Right: Instead, we are under a winter storm watch.

Let's look back a few days. Here's how our crusty, unsightly, unwelcome snow pile was faring last Tuesday, after a day of burning sun and temperatures in the high 40s:

Here's a view of the ugly glacier along the street. Still significant snow, but the banks are waning:


By now, the poor damaged shrub - the calling card of the Plow Man - had emerged. You can see various shurb-parts scattered across the snow.



Alas, poor wounded shurb...will he survive the landscaper's scrutiny?

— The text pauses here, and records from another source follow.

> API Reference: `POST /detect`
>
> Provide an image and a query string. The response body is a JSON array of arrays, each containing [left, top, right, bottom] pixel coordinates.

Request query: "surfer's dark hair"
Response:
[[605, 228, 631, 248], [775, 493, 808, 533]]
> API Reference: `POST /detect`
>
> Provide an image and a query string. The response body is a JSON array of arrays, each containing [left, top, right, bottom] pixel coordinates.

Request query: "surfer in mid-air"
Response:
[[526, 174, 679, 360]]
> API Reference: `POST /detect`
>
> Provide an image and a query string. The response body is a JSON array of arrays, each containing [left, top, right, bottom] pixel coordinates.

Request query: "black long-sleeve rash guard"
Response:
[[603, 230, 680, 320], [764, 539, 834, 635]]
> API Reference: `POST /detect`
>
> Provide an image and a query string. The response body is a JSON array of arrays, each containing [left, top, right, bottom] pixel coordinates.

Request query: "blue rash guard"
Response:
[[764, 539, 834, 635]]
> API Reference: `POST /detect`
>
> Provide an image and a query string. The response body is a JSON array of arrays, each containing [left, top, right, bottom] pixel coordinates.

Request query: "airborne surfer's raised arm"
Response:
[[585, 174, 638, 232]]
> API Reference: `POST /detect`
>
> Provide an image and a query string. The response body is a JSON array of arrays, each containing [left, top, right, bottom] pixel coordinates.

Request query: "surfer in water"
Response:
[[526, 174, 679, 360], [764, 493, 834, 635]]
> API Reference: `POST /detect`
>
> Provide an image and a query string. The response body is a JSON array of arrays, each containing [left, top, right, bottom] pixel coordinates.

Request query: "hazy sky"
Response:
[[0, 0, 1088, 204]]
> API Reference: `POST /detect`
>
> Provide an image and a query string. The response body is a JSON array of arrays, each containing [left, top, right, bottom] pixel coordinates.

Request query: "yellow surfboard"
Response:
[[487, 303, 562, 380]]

I felt lousy on Tuesday, and spent the following day in bed. Since then, practically everyone I've called throughout the last few work days is either sick, getting sick, or getting over being sick. Stuffy nose, sore throat, cough, flu, you name it. A week later, I'm still working on blowing my sinuses clear.

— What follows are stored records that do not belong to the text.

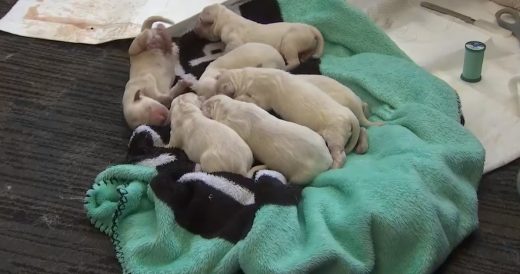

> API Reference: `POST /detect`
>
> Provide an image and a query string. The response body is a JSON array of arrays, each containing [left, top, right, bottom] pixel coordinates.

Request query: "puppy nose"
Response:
[[162, 113, 170, 126]]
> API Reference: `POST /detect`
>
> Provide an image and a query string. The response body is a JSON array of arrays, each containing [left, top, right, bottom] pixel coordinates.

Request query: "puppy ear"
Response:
[[199, 11, 215, 26], [220, 82, 236, 97], [200, 101, 216, 118], [134, 89, 141, 102]]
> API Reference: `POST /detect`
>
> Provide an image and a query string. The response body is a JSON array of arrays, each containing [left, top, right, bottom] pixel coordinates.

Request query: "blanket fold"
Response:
[[85, 0, 484, 273]]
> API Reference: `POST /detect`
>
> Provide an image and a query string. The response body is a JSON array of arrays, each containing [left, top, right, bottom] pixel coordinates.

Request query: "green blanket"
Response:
[[85, 0, 484, 274]]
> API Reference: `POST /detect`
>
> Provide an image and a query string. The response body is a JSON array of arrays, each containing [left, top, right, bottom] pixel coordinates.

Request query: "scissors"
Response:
[[495, 8, 520, 41]]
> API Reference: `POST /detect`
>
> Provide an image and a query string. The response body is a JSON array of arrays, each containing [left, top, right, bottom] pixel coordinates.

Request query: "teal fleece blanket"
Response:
[[85, 0, 484, 274]]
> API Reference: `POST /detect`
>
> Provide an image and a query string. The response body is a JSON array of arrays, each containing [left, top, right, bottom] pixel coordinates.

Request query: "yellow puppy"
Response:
[[202, 95, 332, 184], [168, 93, 253, 176], [217, 68, 366, 168], [194, 4, 324, 69]]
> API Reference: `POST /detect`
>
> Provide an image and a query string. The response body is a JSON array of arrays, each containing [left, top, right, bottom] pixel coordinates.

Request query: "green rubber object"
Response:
[[460, 41, 486, 83]]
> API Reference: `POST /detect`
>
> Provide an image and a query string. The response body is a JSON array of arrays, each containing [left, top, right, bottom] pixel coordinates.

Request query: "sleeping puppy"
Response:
[[297, 74, 384, 127], [193, 4, 324, 69], [122, 16, 187, 128], [168, 93, 253, 173], [185, 43, 285, 98], [202, 95, 332, 184], [217, 68, 366, 168]]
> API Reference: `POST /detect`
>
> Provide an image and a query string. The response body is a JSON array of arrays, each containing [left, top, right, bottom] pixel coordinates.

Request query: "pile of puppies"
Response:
[[123, 4, 382, 184]]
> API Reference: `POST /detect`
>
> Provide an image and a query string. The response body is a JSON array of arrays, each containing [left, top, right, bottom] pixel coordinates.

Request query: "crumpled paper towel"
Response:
[[0, 0, 246, 44]]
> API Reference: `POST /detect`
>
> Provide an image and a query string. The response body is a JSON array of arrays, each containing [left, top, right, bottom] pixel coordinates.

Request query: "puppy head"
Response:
[[215, 70, 239, 97], [179, 92, 202, 108], [201, 95, 232, 120], [123, 89, 170, 128], [193, 4, 225, 41], [170, 92, 202, 117]]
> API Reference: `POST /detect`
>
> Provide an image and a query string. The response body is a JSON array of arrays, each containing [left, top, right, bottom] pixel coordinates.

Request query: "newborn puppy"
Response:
[[297, 74, 383, 127], [168, 93, 253, 176], [193, 4, 324, 69], [202, 95, 332, 184], [122, 16, 187, 128], [185, 43, 285, 98], [217, 68, 366, 168]]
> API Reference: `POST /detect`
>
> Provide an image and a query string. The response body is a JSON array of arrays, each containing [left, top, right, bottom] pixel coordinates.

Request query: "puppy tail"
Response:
[[508, 76, 520, 116], [247, 165, 267, 178], [311, 26, 325, 58], [345, 118, 361, 153], [141, 15, 175, 31]]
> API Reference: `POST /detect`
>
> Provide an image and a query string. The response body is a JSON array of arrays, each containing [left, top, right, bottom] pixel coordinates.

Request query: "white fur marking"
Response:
[[137, 153, 177, 167], [128, 125, 164, 147], [190, 42, 224, 67], [178, 172, 255, 205]]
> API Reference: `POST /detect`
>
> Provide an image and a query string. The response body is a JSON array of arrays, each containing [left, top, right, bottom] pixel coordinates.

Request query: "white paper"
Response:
[[349, 0, 520, 172], [0, 0, 244, 44]]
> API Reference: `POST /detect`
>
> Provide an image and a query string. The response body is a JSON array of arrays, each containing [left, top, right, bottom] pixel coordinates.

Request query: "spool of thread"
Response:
[[460, 41, 486, 83]]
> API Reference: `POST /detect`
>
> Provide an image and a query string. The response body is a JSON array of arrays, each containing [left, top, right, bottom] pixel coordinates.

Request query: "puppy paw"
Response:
[[180, 74, 198, 87], [330, 151, 347, 169]]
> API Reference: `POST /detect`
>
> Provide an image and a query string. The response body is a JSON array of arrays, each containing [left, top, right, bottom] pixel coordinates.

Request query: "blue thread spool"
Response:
[[460, 41, 486, 83]]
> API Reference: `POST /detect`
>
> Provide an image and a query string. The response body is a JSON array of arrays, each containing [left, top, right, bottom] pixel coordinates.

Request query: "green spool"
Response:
[[460, 41, 486, 83]]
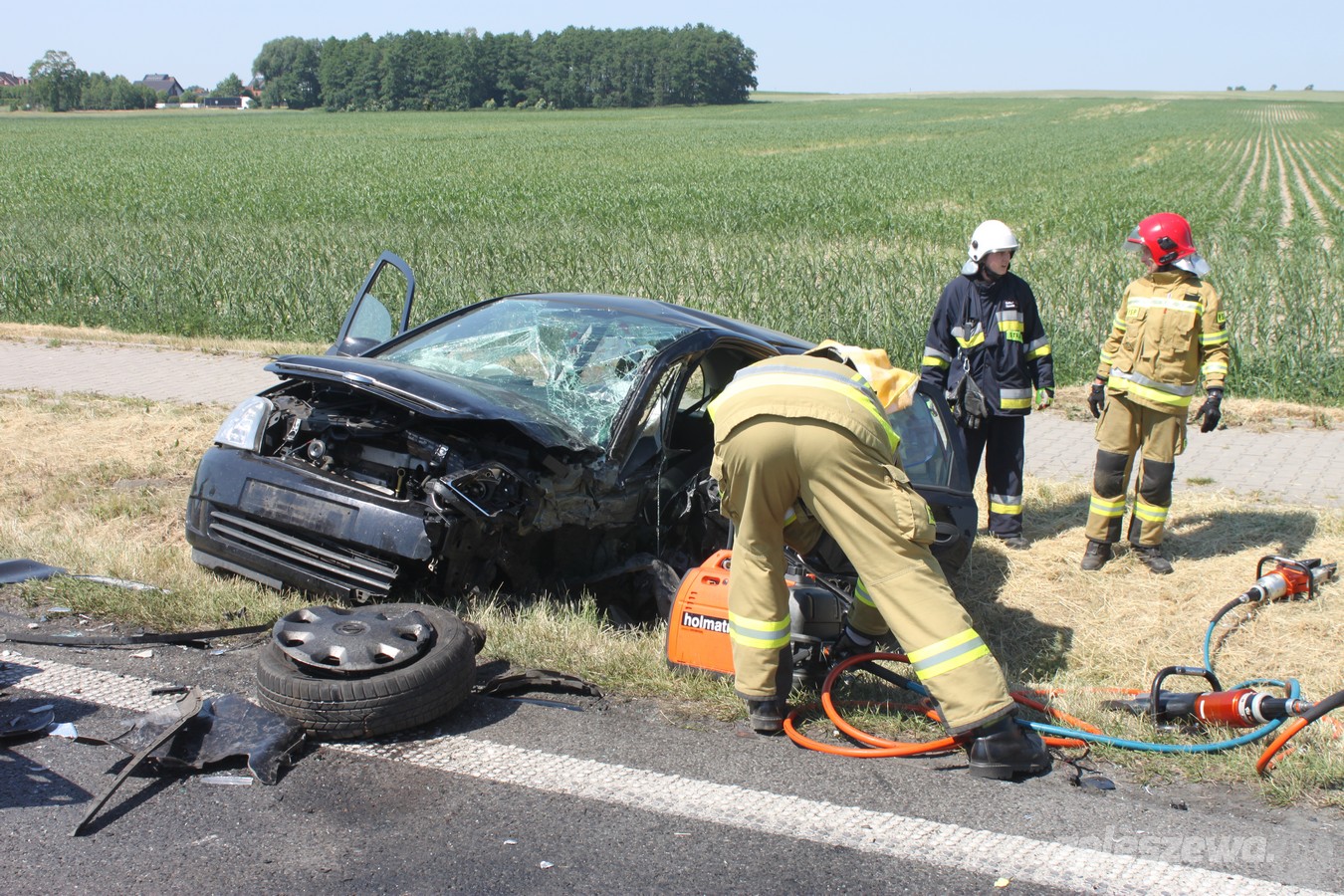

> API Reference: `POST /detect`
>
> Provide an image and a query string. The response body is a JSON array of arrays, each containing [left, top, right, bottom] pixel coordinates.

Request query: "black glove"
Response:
[[1195, 389, 1224, 432], [1087, 380, 1106, 418]]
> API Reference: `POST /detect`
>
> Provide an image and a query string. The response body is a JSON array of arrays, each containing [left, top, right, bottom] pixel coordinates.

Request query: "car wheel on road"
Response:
[[257, 603, 476, 740]]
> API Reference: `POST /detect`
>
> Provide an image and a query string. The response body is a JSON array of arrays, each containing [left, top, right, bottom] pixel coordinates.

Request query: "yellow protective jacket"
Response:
[[1097, 269, 1229, 414]]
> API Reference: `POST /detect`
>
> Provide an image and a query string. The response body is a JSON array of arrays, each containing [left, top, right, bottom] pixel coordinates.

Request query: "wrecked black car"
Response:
[[187, 253, 976, 618]]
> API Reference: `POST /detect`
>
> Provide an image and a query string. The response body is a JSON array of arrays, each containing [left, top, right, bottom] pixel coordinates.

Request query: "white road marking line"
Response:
[[0, 653, 1318, 893]]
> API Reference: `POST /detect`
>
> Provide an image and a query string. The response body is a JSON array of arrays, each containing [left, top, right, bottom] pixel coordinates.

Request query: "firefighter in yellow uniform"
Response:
[[1082, 212, 1229, 575], [710, 345, 1049, 778]]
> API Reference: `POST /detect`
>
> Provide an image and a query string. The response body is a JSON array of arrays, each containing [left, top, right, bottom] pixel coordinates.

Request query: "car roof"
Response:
[[484, 293, 814, 352]]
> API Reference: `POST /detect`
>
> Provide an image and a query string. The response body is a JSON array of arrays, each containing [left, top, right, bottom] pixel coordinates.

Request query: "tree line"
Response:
[[253, 24, 757, 112]]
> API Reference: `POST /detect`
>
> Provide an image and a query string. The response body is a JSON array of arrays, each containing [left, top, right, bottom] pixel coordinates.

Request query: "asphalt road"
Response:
[[0, 631, 1344, 893]]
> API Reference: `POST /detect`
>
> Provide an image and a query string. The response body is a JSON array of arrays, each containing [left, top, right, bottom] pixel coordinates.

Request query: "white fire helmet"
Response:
[[961, 219, 1018, 277]]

Thursday was even warmer than Tuesday. It was 50 degrees out when I snapped this:


Look - grass! And our first artifact of emergent trash, on the boulevard along the sidewalk:


Then our melting documentation experiment goes awry. My wife decided my dad's suggestion of using snow to clean the garage floor was a brilliant idea. On Saturday, she scooped a bunch out of the pile, dumped it on the concrete, and used it to drag the accumulated road filth from the garage floor. Now, it's all over the driveway, where we'll undoubtedly track it back in. I will concede the floor is clean.

At any rate, because of this disturbation, we'll never now just how fast the Merrimac Range would have melted. Then on Monday, as one person remarked, winter called in reinforcements:


The snow was the kind that's almost more water than white, the kind that does goes splish, splosh, slip, slop when you walk through and makes a mess of your pants. By the next day, it had melted, and the sunny weather returned.
Tonight, we're under a winter storm watch again, with a couple more inches of white slush expected by morning. And the forecast for Easter is a pathetic high of 37 degrees with flurries. Fortunately for those of us who live in these uncooperative northern climes, Easter won't come this early again for some 200-plus years.